Trans persons continue to face ostracisation after death
Although navigating through the ups and downs of life is always a tremendously thorny ordeal for transgender persons in K-P surviving on the margins of society, their fated struggle for acceptance rarely ends with death.
The transgender community of Khyber-Pakhtunkhwa (K-P), faces the worst form of persecution, with regular instances of target killing claiming the lives of countless trans persons every year. As the community unites in bereaving the ruthless murder of another innocent fellow member, the additional exasperation of locating a cleric and grave for the deceased’s funeral proceedings weighs heavily on its nerves.
Last month, the friends of Asma Lata, a Karachi-based trans woman brutally murdered at the Iqbal Plaza in Peshawar, had to face a similar quandary, when they had to wait for seven hours before their beloved friend could finally be laid to rest. After futilely pleading two or three local people to perform the funeral prayers of Asma, they found help in a non-native transgender, associated with religious preaching, who out of courtesy came forward to perform the last rites of the deceased.
This however, can surely not be seen as a lone occurrence since a couple of years ago too, the local imam had openly refused to supervise the funeral and burial proceedings of a transgender who was murdered in a similar case of target killing in Peshawar.
“In K-P, immense fortitude is required to bury a fellow transgender friend. We literally have to beg religious leaders and locals to assist us in the funeral prayers and burial. Moreover, finding burial space for a trans person is just as difficult,” revealed Arzoo Khan, a trans rights activist and Chairman of the Trans Alliance Khyber-Pakhtunkhwa.
Read also: Transgender education
“For Asma’s burial, we had to collect a donation worth Rs120,000 before her body could be sent through an ambulance to Karachi for burial. Neither the government nor any private organisation helped us with this. Day by day transgender persons are being brutally killed yet no space exists for us to bury them,” lamented Arzoo.
“The non-availability of space in graveyards is a serious problem plaguing the transgender community. Many areas do not allow us to bury a transgender person due to which we have to bury them covertly in the dark hours of the night,” concurred Farzana, President of the Transgender Association.

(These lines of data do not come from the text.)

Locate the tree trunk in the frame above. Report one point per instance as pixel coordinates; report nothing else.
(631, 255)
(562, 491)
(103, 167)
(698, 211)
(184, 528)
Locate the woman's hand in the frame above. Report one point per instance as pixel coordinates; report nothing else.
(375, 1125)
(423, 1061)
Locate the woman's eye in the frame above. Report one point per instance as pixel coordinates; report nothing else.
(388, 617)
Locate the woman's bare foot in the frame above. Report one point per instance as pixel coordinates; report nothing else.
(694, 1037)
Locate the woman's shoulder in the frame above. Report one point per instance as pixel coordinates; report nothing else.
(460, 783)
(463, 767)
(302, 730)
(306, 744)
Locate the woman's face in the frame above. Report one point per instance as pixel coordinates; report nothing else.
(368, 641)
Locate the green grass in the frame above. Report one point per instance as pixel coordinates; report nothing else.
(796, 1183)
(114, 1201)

Voicing Farzana’s grievances, Neena, another trans woman felt that most people in society treated the transgender community as aliens from another land. “We happily rejoice at celebratory occasions with all people but unfortunately no one in this narrow-minded society is willing to come and wipe our tears when a fellow transgender is murdered,” cried Neena.

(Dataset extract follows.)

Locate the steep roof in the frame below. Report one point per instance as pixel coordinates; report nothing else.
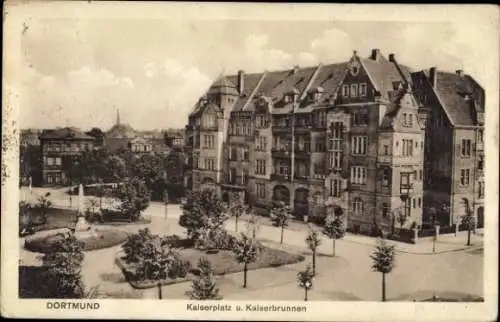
(66, 133)
(451, 89)
(384, 74)
(121, 131)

According to data received by the Express Tribune from the Transgender Association of K-P, 126 transgender persons have been killed during the past five years in the province, while more than a thousand have been injured in various incidents of firing, torture and kidnapping. Furthermore, seven trans women have been killed so far in 2024 alone.

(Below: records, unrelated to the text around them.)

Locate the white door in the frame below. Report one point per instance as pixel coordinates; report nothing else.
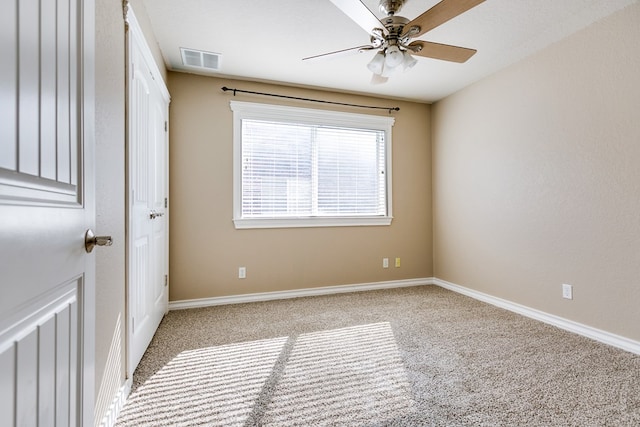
(148, 196)
(46, 205)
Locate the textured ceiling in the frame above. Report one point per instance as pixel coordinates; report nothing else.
(266, 40)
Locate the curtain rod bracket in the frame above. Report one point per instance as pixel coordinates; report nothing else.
(390, 109)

Speaking to the Express Tribune on the persecution of the otherized gender and the challenges of burying the dead bodies of transgender persons in K-P and tribal areas, the Adviser to the Chief Minister on Social Welfare said, “We have been instructed by the Chief Minister to work towards upholding the rights of the transgender community. A special ward will be established in the government hospital of each division, where injured transgender persons will be treated under the best medical arrangements. Five kanals of land will be allocated for a graveyard for the transgender community. The government has also approved funding for transgender cemeteries.”